Mais ce que je ne peux oublier de mon père, le plus vivant, le plus présent, c’était sa façon de parler. Il parlait parigot, mon père. Une langue descendue des hauteurs de Belleville par la rue du faubourg du Temple où sa grand-mère était marchande de quat’saisons. Bien entendu, il pouvait parler Monsieur, mais il émaillait ses propos d’images, de locutions bien à lui, de métaphores hardies, de couleurs, d’allusions. Pour mon père, pas de coiffeur, mais des merlans, pas de cheveux, mais des douilles, pas de pieds, mais des nougats. Les yeux étaient des micas et les mains des sucettes… Il pissait dans des violons et se gelait les cacahouettes, portait des grimpants et des limaces, nouait son étrangleuse, arrêtait le bin’s, enfilait ses fumantes pour mettre ses groles, tirait une dernière bouiffe à sa clope. Avec lui, les gens avalait leur bulletin de naissance, après avoir passé une vie au turbin, à obéir comme des loufiats au taulier. Papa, il emmenait sa bergère guincher, ses lardons au plumard, ses vioques au gastos, et ses aminches s’en mettre un derrière la cravate. Il portait des gapettes, des pelures, qu’il n’achetait pas au décrochez-moi ça, s’en payait une tranche en se fendant la poire.

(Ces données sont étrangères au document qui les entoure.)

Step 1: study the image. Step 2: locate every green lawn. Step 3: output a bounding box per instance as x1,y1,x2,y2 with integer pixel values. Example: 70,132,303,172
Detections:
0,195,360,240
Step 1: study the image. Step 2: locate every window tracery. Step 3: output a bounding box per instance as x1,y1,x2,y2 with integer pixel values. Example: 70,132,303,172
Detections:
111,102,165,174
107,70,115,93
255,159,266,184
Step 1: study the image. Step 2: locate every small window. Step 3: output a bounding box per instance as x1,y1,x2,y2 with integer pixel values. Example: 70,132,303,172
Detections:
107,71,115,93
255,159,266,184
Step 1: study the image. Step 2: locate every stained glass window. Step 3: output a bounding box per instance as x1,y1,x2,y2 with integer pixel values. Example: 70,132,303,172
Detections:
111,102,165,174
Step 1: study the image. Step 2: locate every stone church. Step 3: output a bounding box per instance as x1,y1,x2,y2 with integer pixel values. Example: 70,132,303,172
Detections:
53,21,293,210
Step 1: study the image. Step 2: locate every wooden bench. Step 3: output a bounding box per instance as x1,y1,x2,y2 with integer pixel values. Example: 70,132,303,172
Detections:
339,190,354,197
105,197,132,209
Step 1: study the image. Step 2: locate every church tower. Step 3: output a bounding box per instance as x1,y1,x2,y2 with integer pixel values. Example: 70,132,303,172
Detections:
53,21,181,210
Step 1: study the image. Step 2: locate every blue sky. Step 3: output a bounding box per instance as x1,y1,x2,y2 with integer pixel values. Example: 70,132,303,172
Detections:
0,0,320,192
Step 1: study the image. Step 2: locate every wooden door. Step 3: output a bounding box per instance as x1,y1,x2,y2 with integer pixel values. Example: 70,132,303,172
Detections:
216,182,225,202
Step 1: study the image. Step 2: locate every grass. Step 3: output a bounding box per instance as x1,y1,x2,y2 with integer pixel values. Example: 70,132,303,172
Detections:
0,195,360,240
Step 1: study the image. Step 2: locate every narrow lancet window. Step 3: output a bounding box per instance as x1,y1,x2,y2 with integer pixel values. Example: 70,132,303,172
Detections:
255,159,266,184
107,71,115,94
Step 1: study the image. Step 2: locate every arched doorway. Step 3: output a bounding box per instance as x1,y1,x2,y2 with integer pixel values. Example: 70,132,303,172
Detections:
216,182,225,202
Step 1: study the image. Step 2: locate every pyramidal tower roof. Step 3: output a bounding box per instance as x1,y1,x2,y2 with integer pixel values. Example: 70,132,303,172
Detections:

Chez nous, on mangeait du calendos, du frometon et du sauciflard. On avait un bécane ou une caisse, on ramenait ses ruines dare-dare, sans mouffeter, sinon ça allait être notre fête. On payait son loyer au probloc, on donnait des talbins aux greluches, on se maquait avec sa gonzesse, qui devenait du coup sa régulière… Il avait aussi ses expressions définitives, du genre « ne compare pas ce qui n’est pas comparable ». Mon père ne parlait pas comme tout le monde, il fallait être habitué, être initié, pour savoir quoi passer quand il demandait le tire-louchonbem. Mon père avait un dictionnaire infini de mots à lui, qu’il combinait, pour inventer d’autres expressions bien à lui, uniques. Des signatures.

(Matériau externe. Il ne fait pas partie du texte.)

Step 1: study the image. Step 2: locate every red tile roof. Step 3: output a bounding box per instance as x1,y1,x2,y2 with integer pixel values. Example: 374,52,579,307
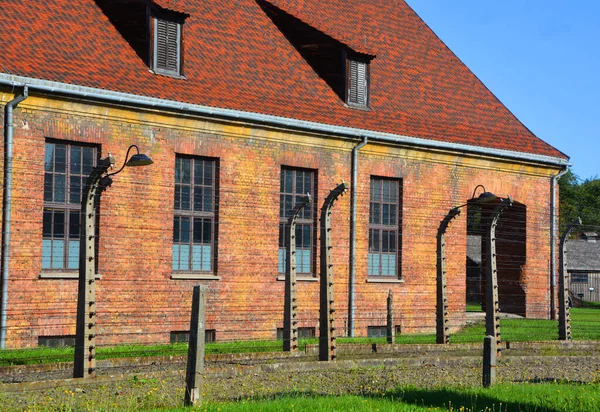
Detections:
0,0,567,158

Mon père a passé l’arme à gauche en 1999. Il n’aura pas fait de vieux os. J’espère qu’il parle toujours la langue verte dans l’autre monde, avec tous ceux qui ont aussi avalé leur chique.
J’en ai gros sur la patate, tu sais, papa, de ne plus t’entendre parler argot. Alors, je le parle en pensant à toi, je le recrée et le réinvente, je m’en sers pour écrire. Il m’inspire.

C’est très beau. Beaucoup d’émotion en lisant ton texte.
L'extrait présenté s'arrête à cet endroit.